Though the ultraconservative Islamists have sought to present themselves as more moderate since taking control of the country, evidence gathered by the UN suggests otherwise.
The Taliban practised a strict version of Islamic law (Sharia) when they ran Afghanistan before 2001.
They retook the country nine days ago, with the fall of the capital, Kabul.
Since then, the militants have tried to convey a more restrained image, promising rights for women and girls and some freedom of speech.
Ms Bachelet says women’s rights are a “fundamental red line” and has called on UN member states to create a dedicated body to monitor human rights in Afghanistan.
China’s UN envoy said the US military and other international forces should be held accountable for rights violations committed during their time in Afghanistan.
Thousands of Afghans are still massing at Kabul airport, hoping to flee the country before 31 August.

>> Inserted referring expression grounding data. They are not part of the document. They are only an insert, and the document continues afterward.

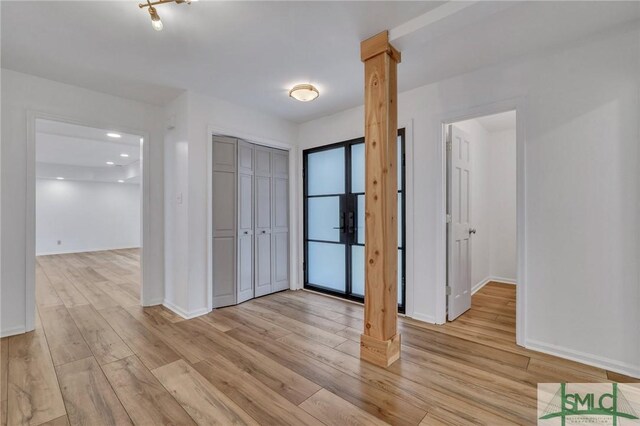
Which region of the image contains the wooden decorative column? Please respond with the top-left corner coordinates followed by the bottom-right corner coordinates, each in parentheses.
top-left (360, 30), bottom-right (402, 368)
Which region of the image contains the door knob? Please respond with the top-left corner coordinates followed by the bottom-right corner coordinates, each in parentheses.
top-left (469, 228), bottom-right (476, 235)
top-left (261, 230), bottom-right (266, 234)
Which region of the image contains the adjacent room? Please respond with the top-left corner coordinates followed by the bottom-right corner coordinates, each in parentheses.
top-left (35, 120), bottom-right (143, 310)
top-left (443, 111), bottom-right (518, 343)
top-left (1, 1), bottom-right (639, 425)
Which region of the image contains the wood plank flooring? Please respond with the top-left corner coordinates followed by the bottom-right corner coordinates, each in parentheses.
top-left (1, 251), bottom-right (636, 425)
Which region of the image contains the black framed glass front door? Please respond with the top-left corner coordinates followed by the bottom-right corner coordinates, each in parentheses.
top-left (303, 129), bottom-right (406, 311)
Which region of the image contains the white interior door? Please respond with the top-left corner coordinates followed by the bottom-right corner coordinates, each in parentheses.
top-left (447, 125), bottom-right (473, 320)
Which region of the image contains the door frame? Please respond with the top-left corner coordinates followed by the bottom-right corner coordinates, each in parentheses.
top-left (438, 97), bottom-right (527, 346)
top-left (25, 110), bottom-right (151, 332)
top-left (301, 129), bottom-right (407, 312)
top-left (206, 125), bottom-right (297, 312)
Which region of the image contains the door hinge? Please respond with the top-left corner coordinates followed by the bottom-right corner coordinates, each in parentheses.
top-left (446, 286), bottom-right (452, 295)
top-left (446, 140), bottom-right (452, 152)
top-left (446, 214), bottom-right (452, 224)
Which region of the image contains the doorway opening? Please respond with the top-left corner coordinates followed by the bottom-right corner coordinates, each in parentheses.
top-left (444, 111), bottom-right (517, 341)
top-left (34, 119), bottom-right (144, 312)
top-left (302, 129), bottom-right (406, 312)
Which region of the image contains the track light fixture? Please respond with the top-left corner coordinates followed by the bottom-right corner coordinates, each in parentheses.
top-left (138, 0), bottom-right (195, 31)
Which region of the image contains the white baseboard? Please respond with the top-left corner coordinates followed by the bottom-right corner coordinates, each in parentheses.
top-left (1, 325), bottom-right (26, 338)
top-left (472, 276), bottom-right (517, 294)
top-left (491, 276), bottom-right (517, 285)
top-left (162, 300), bottom-right (210, 320)
top-left (525, 338), bottom-right (640, 380)
top-left (143, 298), bottom-right (163, 307)
top-left (408, 312), bottom-right (437, 324)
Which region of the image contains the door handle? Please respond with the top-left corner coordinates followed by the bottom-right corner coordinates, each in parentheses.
top-left (347, 211), bottom-right (355, 234)
top-left (332, 212), bottom-right (346, 231)
top-left (469, 228), bottom-right (476, 235)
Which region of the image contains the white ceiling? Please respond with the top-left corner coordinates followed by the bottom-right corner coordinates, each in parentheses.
top-left (36, 119), bottom-right (141, 184)
top-left (3, 2), bottom-right (639, 123)
top-left (36, 120), bottom-right (141, 168)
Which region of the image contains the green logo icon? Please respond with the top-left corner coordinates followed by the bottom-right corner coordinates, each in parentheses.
top-left (539, 383), bottom-right (639, 425)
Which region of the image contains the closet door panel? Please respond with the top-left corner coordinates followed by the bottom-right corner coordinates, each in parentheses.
top-left (237, 233), bottom-right (253, 303)
top-left (213, 138), bottom-right (236, 172)
top-left (212, 171), bottom-right (235, 235)
top-left (236, 141), bottom-right (254, 303)
top-left (272, 151), bottom-right (288, 178)
top-left (238, 142), bottom-right (254, 175)
top-left (212, 137), bottom-right (237, 308)
top-left (271, 149), bottom-right (289, 293)
top-left (273, 177), bottom-right (288, 230)
top-left (272, 232), bottom-right (289, 291)
top-left (255, 149), bottom-right (271, 176)
top-left (255, 176), bottom-right (272, 230)
top-left (238, 174), bottom-right (253, 232)
top-left (213, 237), bottom-right (235, 305)
top-left (254, 232), bottom-right (272, 297)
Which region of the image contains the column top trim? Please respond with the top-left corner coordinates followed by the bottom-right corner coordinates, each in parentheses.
top-left (360, 30), bottom-right (402, 63)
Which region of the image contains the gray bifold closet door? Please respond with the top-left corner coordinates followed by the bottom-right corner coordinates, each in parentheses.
top-left (254, 146), bottom-right (273, 297)
top-left (237, 141), bottom-right (255, 303)
top-left (212, 135), bottom-right (289, 308)
top-left (271, 150), bottom-right (289, 292)
top-left (212, 136), bottom-right (238, 308)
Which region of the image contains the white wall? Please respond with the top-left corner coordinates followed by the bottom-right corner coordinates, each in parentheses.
top-left (36, 179), bottom-right (140, 255)
top-left (454, 120), bottom-right (516, 289)
top-left (1, 69), bottom-right (165, 336)
top-left (163, 91), bottom-right (298, 318)
top-left (489, 129), bottom-right (517, 282)
top-left (297, 25), bottom-right (640, 376)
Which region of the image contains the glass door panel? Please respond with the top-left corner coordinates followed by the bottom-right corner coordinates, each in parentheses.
top-left (307, 196), bottom-right (342, 242)
top-left (307, 147), bottom-right (345, 195)
top-left (305, 146), bottom-right (347, 293)
top-left (308, 242), bottom-right (345, 292)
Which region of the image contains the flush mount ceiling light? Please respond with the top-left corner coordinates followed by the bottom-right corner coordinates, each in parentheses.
top-left (289, 84), bottom-right (319, 102)
top-left (56, 177), bottom-right (65, 180)
top-left (106, 161), bottom-right (115, 165)
top-left (138, 0), bottom-right (195, 31)
top-left (120, 153), bottom-right (129, 158)
top-left (107, 132), bottom-right (121, 138)
top-left (118, 180), bottom-right (125, 183)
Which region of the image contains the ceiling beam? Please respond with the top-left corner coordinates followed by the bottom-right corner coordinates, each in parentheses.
top-left (389, 1), bottom-right (515, 51)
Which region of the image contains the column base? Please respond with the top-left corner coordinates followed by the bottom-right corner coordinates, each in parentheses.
top-left (360, 333), bottom-right (401, 368)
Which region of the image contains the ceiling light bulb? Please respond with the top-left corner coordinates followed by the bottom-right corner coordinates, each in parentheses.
top-left (107, 132), bottom-right (121, 138)
top-left (56, 177), bottom-right (65, 180)
top-left (149, 6), bottom-right (163, 31)
top-left (118, 180), bottom-right (125, 183)
top-left (289, 84), bottom-right (320, 102)
top-left (120, 153), bottom-right (129, 158)
top-left (106, 161), bottom-right (115, 165)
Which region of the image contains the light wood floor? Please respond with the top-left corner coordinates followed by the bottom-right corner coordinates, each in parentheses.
top-left (1, 250), bottom-right (636, 426)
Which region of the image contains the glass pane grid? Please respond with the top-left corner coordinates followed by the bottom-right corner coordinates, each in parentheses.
top-left (304, 132), bottom-right (405, 310)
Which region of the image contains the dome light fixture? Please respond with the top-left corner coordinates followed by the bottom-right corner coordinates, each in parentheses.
top-left (289, 84), bottom-right (320, 102)
top-left (139, 0), bottom-right (194, 32)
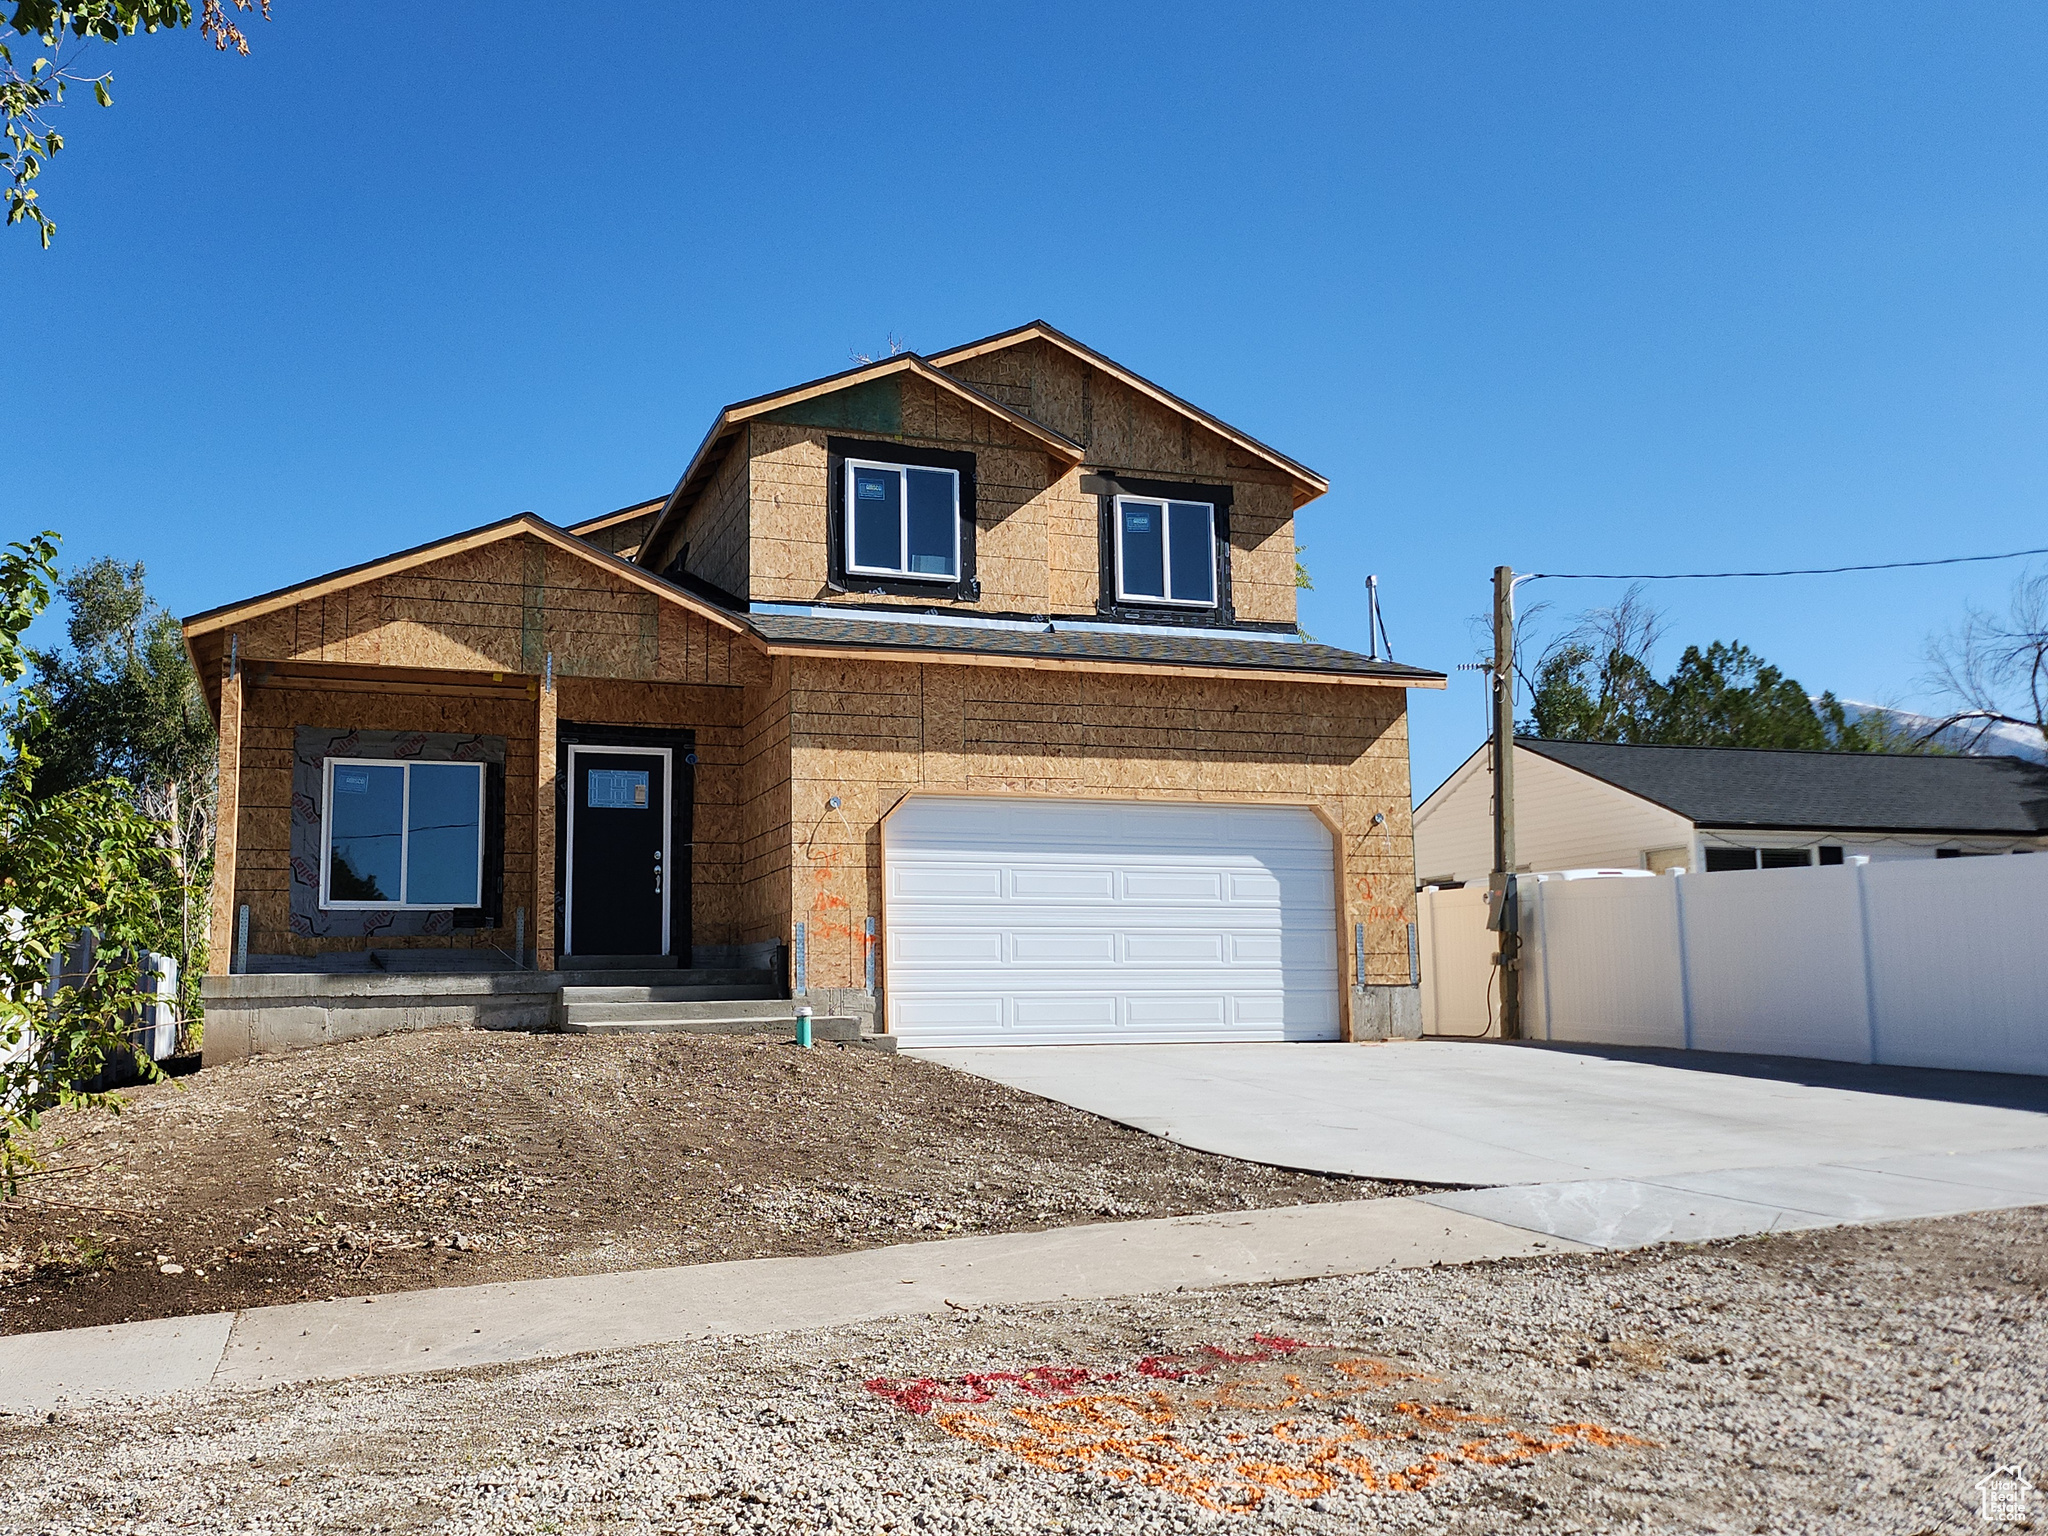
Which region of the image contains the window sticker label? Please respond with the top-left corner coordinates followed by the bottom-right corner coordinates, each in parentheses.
top-left (588, 768), bottom-right (651, 810)
top-left (335, 768), bottom-right (371, 795)
top-left (857, 478), bottom-right (889, 499)
top-left (1125, 512), bottom-right (1152, 531)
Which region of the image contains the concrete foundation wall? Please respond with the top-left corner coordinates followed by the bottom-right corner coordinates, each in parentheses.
top-left (200, 973), bottom-right (559, 1066)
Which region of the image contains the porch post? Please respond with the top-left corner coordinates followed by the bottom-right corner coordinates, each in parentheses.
top-left (207, 653), bottom-right (244, 974)
top-left (534, 668), bottom-right (558, 970)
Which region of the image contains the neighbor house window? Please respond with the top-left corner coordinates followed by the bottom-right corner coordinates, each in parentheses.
top-left (844, 459), bottom-right (960, 581)
top-left (1115, 496), bottom-right (1216, 606)
top-left (321, 759), bottom-right (485, 908)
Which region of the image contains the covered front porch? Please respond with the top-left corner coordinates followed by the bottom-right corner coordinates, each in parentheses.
top-left (181, 516), bottom-right (823, 1063)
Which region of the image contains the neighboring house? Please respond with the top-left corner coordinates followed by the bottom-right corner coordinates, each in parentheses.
top-left (183, 321), bottom-right (1445, 1053)
top-left (1414, 737), bottom-right (2048, 887)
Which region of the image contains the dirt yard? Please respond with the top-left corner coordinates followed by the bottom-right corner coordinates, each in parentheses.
top-left (0, 1028), bottom-right (1410, 1334)
top-left (5, 1209), bottom-right (2044, 1532)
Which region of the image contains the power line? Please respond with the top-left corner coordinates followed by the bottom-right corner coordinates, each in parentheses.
top-left (1518, 543), bottom-right (2048, 587)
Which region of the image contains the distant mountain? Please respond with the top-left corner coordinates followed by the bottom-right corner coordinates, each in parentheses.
top-left (1836, 701), bottom-right (2048, 763)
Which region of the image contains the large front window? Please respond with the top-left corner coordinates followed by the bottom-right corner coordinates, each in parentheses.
top-left (322, 758), bottom-right (485, 908)
top-left (1115, 495), bottom-right (1216, 606)
top-left (845, 459), bottom-right (960, 581)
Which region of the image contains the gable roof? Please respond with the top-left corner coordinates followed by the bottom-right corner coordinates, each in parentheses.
top-left (1521, 737), bottom-right (2048, 837)
top-left (635, 351), bottom-right (1087, 570)
top-left (181, 512), bottom-right (751, 642)
top-left (565, 497), bottom-right (665, 539)
top-left (925, 320), bottom-right (1330, 506)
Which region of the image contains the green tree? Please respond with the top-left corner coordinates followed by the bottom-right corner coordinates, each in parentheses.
top-left (0, 533), bottom-right (194, 1193)
top-left (30, 556), bottom-right (216, 990)
top-left (1522, 589), bottom-right (1927, 753)
top-left (4, 0), bottom-right (266, 246)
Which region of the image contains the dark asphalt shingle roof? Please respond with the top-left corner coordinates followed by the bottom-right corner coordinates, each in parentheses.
top-left (745, 614), bottom-right (1443, 683)
top-left (1521, 737), bottom-right (2048, 835)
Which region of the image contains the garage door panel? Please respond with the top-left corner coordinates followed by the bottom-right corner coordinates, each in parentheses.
top-left (1008, 868), bottom-right (1117, 902)
top-left (1013, 995), bottom-right (1121, 1028)
top-left (890, 866), bottom-right (1005, 900)
top-left (1121, 932), bottom-right (1228, 965)
top-left (1127, 994), bottom-right (1230, 1027)
top-left (890, 930), bottom-right (1005, 965)
top-left (884, 797), bottom-right (1342, 1046)
top-left (1120, 870), bottom-right (1227, 902)
top-left (1010, 931), bottom-right (1119, 965)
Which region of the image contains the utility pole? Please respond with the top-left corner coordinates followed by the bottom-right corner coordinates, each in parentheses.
top-left (1490, 564), bottom-right (1522, 1039)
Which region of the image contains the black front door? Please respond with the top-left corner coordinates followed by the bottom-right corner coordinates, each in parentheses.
top-left (566, 747), bottom-right (668, 957)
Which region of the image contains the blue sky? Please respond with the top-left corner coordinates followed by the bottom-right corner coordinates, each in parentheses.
top-left (11, 2), bottom-right (2047, 798)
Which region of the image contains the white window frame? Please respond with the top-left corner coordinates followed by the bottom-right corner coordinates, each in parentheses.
top-left (844, 458), bottom-right (962, 582)
top-left (1113, 494), bottom-right (1218, 608)
top-left (319, 757), bottom-right (486, 910)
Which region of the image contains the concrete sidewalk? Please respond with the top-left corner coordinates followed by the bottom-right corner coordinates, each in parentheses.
top-left (9, 1144), bottom-right (2045, 1416)
top-left (914, 1040), bottom-right (2048, 1185)
top-left (0, 1197), bottom-right (1569, 1416)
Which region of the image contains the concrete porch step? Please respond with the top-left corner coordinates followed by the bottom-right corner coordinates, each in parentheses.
top-left (558, 983), bottom-right (784, 1006)
top-left (558, 996), bottom-right (798, 1024)
top-left (559, 1012), bottom-right (863, 1040)
top-left (551, 968), bottom-right (774, 990)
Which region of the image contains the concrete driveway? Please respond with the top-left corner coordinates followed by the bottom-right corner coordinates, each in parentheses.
top-left (911, 1039), bottom-right (2048, 1247)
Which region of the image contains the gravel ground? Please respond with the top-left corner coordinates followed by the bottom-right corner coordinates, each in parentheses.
top-left (4, 1208), bottom-right (2044, 1534)
top-left (0, 1030), bottom-right (1409, 1335)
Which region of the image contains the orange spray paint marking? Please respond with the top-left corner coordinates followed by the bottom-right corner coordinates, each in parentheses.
top-left (865, 1338), bottom-right (1654, 1515)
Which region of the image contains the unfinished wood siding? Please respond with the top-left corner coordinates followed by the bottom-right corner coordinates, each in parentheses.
top-left (784, 657), bottom-right (1416, 998)
top-left (739, 656), bottom-right (795, 950)
top-left (231, 686), bottom-right (538, 959)
top-left (941, 339), bottom-right (1302, 625)
top-left (745, 400), bottom-right (1061, 613)
top-left (228, 535), bottom-right (742, 686)
top-left (574, 508), bottom-right (659, 561)
top-left (658, 434), bottom-right (750, 595)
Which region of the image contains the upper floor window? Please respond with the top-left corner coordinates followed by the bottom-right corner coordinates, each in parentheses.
top-left (1115, 496), bottom-right (1216, 607)
top-left (846, 459), bottom-right (960, 582)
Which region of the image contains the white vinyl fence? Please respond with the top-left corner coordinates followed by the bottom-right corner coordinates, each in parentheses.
top-left (1421, 854), bottom-right (2048, 1076)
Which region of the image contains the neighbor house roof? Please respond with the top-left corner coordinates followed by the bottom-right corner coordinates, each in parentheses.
top-left (925, 320), bottom-right (1329, 505)
top-left (747, 613), bottom-right (1443, 689)
top-left (636, 351), bottom-right (1088, 570)
top-left (1521, 737), bottom-right (2048, 836)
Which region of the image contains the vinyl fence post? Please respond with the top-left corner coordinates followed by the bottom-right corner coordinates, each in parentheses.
top-left (1853, 858), bottom-right (1880, 1065)
top-left (1534, 876), bottom-right (1554, 1042)
top-left (1672, 872), bottom-right (1695, 1052)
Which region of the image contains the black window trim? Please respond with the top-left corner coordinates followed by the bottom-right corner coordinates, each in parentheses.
top-left (825, 436), bottom-right (980, 602)
top-left (1084, 471), bottom-right (1235, 626)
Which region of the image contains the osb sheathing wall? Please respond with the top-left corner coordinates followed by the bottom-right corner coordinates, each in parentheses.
top-left (738, 656), bottom-right (795, 950)
top-left (940, 339), bottom-right (1301, 624)
top-left (232, 686), bottom-right (536, 957)
top-left (780, 657), bottom-right (1417, 1003)
top-left (660, 436), bottom-right (751, 596)
top-left (745, 383), bottom-right (1062, 614)
top-left (220, 534), bottom-right (757, 960)
top-left (231, 535), bottom-right (743, 687)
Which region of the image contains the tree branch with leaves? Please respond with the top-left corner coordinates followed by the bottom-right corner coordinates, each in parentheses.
top-left (0, 533), bottom-right (195, 1196)
top-left (3, 0), bottom-right (267, 246)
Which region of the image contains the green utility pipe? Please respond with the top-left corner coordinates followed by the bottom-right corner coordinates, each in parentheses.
top-left (795, 1005), bottom-right (812, 1049)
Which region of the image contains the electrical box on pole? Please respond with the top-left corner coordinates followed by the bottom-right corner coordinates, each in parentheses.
top-left (1488, 564), bottom-right (1522, 1039)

That is the deadline set by US President Joe Biden for American troops to leave Afghanistan.
The UK, France and Germany have asked for an extension.
Even before the Taliban retook control, more than 550,000 people had been forced to flee their homes this year due to fighting, according to the UNHCR, the UN refugee agency.
Meanwhile, the head of the US Central Intelligence Agency (CIA) held a secret meeting in Kabul with Taliban founder Mullah Baradar, the Washington Post reported on Tuesday.
If confirmed, it would be the highest-level meeting so far between the US and the Taliban since the fall of Kabul and the removal of the US-backed government.